In the days ahead I would read - no, devour - the book. And I would discover what would become for me, four life-changing truths, after which I could pattern my work: No one can say who built the great cathedrals - we have no record of their names. These builders gave their whole lives for a work they would never see finished. They made great sacrifices and expected no credit. The passion of their building was fueled by their faith that the eyes of God saw everything.
A legendary story in the book told of a rich man who came to visit the cathedral while it was being built, and he saw a workman carving a tiny bird on the inside of a beam. He was puzzled and asked the man, "Why are you spending so much time carving that bird into a beam that will be covered by the roof? No one will ever see it." And the workman replied, "Because God sees."
I closed the book, feeling the missing piece fall into place. It was almost as if I heard God whispering to me, "I see you, Charlotte. I see the sacrifices you make every day, even when no one around you does. No act of kindness you've done, no sequin you've sewn on, no cupcake you've baked, is too small for me to notice and smile over. You are building a great cathedral, but you can't see right now what it will become."
At times, my invisibility feels like an affliction. But it is not a disease that is erasing my life.
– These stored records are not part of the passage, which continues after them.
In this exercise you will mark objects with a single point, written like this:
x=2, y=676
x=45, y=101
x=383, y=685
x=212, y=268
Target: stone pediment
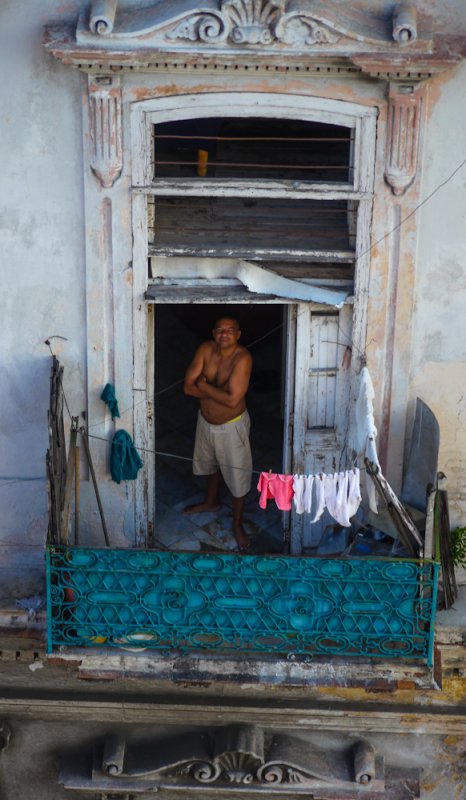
x=235, y=760
x=256, y=32
x=258, y=24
It is the cure for the disease of my own self-centeredness . It is the antidote to my strong, stubborn pride. I keep the right perspective when I see myself as a great builder. As one of the people who show up at a job that they will never see finished, to work on something that their name will never be on. The writer of the book went so far as to say that no cathedrals could ever be built in our lifetime because there are so few people willing to sacrifice to that degree.
When I really think about it, I don't want my son to tell the friend he's bringing home from college for Thanksgiving, "My mom gets up at 4 in the morning and bakes homemade pies, and then she hand bastes a turkey for three hours and presses all the linens for the table. " That would mean I'd built a shrine or a monument to myself. I just want him to want to come home. And then, if there is anything more to say to his friend, to add, "You're gonna love it there."
As mothers, we are building great cathedrals. We cannot be seen if we're doing it right. And one day, it is very possible that the world will marvel, not only at what we have built, but at the beauty that has been added to the world by the sacrifices of invisible women.